5. Don't be afraid to promote yourself and your company. "We faked it until we made it. We wrote a lot of press releases. We sponsored a few conferences. Three years ago, we identified a fantastic alliance partner, the Chicago investment bank William Blair, and we sold them a 10% stake in our company. We bought lunch for a few journalists. And we cold-called a lot of clients. As an entrepreneur, you must write your own press, and believe it too. Be the ball."
6. Be mildly provocative. "I tend towards irreverence. I tell our clients that we offer best-in-class, blue chip investment banking advice, but in a down-to-earth, practical way. Of course, they often ignore us, but our clients--be they Fortune 500 companies or private equity firms--always like us to give them candid advice, and to push them to act decisively. I use humor liberally to try to diffuse tense situations. It usually works, but every now and then, it backfires."
7. Empower junior staff. "We try to hire smart, sophisticated junior staff. Gradually they're becoming more polished, and less rough-around-the-edges. But I have always been transparent with them. We share the company's financial performance with them. We bring them to meetings with clients even before they're ready to contribute much. We let them learn by osmosis, and we spend money to train them. We treat them like adults. We give them regular detailed feedback about their performance. We focus on their strengths, not their weaknesses. We make them feel like they own their careers. We drive them to be excellent, but we support them even when they make mistakes."
8. Get out a lot. "I travel extensively. I take a meeting with more or less anyone who wants to see me--except for IT and telecom vendors. I'm a compulsive networker. I tell anyone who'll listen about BDA. I try to look at our business from the outside, and I ask our clients to tell me how we could be better. I love to hear criticism from clients; that spurs me to improve."

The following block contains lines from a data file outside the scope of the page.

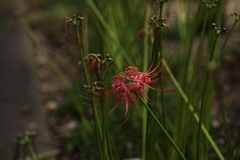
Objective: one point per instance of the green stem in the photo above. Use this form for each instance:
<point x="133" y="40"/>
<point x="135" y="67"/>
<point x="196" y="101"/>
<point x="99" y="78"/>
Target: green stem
<point x="145" y="64"/>
<point x="190" y="107"/>
<point x="226" y="40"/>
<point x="45" y="155"/>
<point x="79" y="36"/>
<point x="56" y="70"/>
<point x="80" y="49"/>
<point x="233" y="148"/>
<point x="164" y="131"/>
<point x="162" y="84"/>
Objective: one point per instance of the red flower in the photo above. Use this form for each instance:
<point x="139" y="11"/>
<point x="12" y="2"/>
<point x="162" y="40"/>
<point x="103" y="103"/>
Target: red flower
<point x="129" y="86"/>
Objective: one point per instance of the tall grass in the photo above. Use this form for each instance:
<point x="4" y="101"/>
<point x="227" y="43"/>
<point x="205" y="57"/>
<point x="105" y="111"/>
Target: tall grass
<point x="181" y="127"/>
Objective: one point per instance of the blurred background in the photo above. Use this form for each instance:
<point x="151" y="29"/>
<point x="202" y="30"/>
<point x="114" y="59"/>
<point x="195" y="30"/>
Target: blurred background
<point x="35" y="96"/>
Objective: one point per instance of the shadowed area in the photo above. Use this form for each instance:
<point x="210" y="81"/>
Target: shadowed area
<point x="20" y="109"/>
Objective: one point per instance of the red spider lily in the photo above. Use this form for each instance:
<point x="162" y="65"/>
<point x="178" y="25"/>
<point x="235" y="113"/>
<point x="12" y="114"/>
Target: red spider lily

9. Don't take yourself too seriously. "There are lots of different styles of manager. I'm focused and driven about building a bigger, more valuable company. I want us to be winners; I'm not just worried about my own compensation. I assume that, if we keep growing, we'll all get rich eventually. But I laugh at myself. I have self-knowledge, and I let people see my flaws- or rather, I let people see that I recognize my own flaws. Most investment bankers are pompous, and I really hope I'll never become that."
10. Be proud and share it. "I say it every day, to my partners, my colleagues, to my family, and to my clients. We eat, drink, and celebrate together. People like to be associated with success, and people like to be reminded--within reason--that we're in a good place. Then we can plan future adventures together."